Je me couchais un soir. Joannetti me servait avec son zèle ordinaire et paraissait même plus attentif. Lorsqu'il emporta la lumière, je jetai les yeux sur lui, et je vis une altération marquée sur sa physionomie. Devais-je croire cependant que le pauvre Joannetti me servait pour la dernière fois? Je ne tiendrai point le lecteur dans une incertitude plus cruelle que la vérité. Je préfère lui dire sans ménagement que Joannetti se maria dans la nuit même, et me quitta le lendemain.

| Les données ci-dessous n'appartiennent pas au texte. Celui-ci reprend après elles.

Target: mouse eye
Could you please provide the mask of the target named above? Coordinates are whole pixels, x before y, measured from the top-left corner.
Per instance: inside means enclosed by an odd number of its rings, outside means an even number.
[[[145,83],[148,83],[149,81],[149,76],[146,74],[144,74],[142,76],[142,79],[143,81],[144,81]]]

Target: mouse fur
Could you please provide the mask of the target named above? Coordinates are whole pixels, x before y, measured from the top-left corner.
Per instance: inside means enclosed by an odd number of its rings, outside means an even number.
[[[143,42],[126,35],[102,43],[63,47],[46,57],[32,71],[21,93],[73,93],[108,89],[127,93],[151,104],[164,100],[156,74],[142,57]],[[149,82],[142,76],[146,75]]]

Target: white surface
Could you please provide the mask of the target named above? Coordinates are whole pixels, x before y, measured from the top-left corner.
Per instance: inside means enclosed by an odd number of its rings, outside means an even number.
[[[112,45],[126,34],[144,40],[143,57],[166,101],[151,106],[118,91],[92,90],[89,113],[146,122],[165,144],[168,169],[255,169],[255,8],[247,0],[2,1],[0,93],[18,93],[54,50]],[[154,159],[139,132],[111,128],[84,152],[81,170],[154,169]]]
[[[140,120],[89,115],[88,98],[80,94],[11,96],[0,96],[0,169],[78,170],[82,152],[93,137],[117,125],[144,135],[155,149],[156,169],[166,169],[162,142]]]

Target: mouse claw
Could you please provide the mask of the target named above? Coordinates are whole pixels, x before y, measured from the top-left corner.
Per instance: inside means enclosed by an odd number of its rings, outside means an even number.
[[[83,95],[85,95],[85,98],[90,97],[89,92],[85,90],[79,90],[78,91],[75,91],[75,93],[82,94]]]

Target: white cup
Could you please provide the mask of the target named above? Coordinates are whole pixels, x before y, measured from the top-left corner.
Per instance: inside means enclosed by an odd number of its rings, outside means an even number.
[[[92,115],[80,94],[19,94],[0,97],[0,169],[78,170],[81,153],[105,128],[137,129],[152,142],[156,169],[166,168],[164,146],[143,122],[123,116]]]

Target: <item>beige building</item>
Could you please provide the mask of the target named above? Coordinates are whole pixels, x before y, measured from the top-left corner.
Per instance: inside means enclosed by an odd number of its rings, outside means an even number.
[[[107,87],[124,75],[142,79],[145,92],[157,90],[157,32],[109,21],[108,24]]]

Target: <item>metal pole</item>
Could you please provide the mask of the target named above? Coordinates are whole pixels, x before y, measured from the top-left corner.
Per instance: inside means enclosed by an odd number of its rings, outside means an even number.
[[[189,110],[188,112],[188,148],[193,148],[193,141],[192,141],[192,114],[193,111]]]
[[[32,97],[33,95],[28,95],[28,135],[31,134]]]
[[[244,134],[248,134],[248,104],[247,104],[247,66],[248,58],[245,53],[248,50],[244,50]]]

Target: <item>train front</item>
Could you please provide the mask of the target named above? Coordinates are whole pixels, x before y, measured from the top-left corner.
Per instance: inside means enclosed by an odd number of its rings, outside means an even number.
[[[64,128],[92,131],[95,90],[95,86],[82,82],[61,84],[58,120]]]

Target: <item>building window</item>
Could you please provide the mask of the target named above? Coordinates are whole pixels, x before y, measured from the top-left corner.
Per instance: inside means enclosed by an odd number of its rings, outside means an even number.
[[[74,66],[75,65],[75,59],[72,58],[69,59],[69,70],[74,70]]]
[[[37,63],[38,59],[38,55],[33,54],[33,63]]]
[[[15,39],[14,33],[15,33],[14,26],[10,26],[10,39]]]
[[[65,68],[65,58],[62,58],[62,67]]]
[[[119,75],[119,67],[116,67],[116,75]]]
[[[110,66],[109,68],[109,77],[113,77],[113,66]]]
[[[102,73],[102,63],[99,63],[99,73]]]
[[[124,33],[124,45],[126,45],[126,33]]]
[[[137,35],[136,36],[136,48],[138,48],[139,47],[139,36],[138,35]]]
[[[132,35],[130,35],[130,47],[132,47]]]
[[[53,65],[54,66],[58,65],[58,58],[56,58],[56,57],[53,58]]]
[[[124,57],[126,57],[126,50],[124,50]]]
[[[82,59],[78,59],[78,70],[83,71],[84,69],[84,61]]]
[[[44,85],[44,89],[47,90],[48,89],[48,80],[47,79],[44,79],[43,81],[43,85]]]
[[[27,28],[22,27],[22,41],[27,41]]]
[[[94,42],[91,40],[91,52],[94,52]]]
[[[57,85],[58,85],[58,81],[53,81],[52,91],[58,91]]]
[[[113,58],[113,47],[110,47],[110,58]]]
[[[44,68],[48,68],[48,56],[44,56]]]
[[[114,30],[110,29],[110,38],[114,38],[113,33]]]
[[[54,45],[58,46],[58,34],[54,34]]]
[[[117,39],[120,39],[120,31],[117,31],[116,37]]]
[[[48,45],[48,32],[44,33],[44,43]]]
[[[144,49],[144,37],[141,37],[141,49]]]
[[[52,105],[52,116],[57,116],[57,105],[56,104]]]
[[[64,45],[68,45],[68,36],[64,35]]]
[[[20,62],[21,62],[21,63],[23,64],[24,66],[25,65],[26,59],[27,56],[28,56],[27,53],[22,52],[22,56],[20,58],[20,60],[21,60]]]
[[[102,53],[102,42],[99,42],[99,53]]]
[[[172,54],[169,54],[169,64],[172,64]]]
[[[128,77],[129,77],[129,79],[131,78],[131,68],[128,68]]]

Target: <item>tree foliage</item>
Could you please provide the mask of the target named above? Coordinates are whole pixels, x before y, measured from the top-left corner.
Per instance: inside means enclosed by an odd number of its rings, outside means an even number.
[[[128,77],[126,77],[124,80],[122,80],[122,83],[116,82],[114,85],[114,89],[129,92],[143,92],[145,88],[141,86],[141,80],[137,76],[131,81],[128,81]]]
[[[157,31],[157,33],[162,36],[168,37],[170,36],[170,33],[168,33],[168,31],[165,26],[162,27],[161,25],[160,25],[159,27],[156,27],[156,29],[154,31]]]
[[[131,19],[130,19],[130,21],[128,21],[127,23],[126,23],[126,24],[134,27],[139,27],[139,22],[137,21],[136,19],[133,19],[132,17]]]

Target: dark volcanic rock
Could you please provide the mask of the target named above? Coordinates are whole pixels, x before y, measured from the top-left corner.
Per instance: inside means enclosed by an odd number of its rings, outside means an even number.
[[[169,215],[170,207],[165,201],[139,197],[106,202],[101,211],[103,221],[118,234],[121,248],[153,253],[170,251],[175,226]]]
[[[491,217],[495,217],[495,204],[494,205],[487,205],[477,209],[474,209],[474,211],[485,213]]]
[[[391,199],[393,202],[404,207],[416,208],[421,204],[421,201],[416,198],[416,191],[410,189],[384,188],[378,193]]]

Mais qu'on ne l'accuse pas d'ingratitude pour avoir quitté son maître si brusquement. Je savais son intention depuis long-tems, et j'avais eu tort de m'y opposer. Un officieux vint de grand matin chez moi pour me donner cette nouvelle, et j'eus le loisir, avant de revoir Joannetti, de me mettre en colère et de m'apaiser, ce qui lui épargna les reproches auxquels il s'attendait. Avant d'entrer dans ma chambre, il affecta de parler haut à quelqu'un depuis la galerie, pour me faire croire qu'il n'avait pas peur; et, s'armant de toute l'effronterie qui pouvait entrer dans une bonne ame comme la sienne, il se présenta d'un air déterminé. Je lus à l'instant sur sa figure tout ce qui se passait dans son ame, et je ne lui en sus pas mauvais gré. Les mauvais plaisans de nos jours ont tellement effrayé les bonnes gens sur ces dangers du mariage, qu'un nouveau marié ressemble souvent à un homme qui vient de faire une chute épouvantable, sans se faire aucun mal, et qui est à la fois troublé de frayeur et de satisfaction, ce qui lui donne un air ridicule. Il n'était donc pas étonnant que les actions de mon fidèle serviteur se ressentissent de la bizarrerie de sa situation.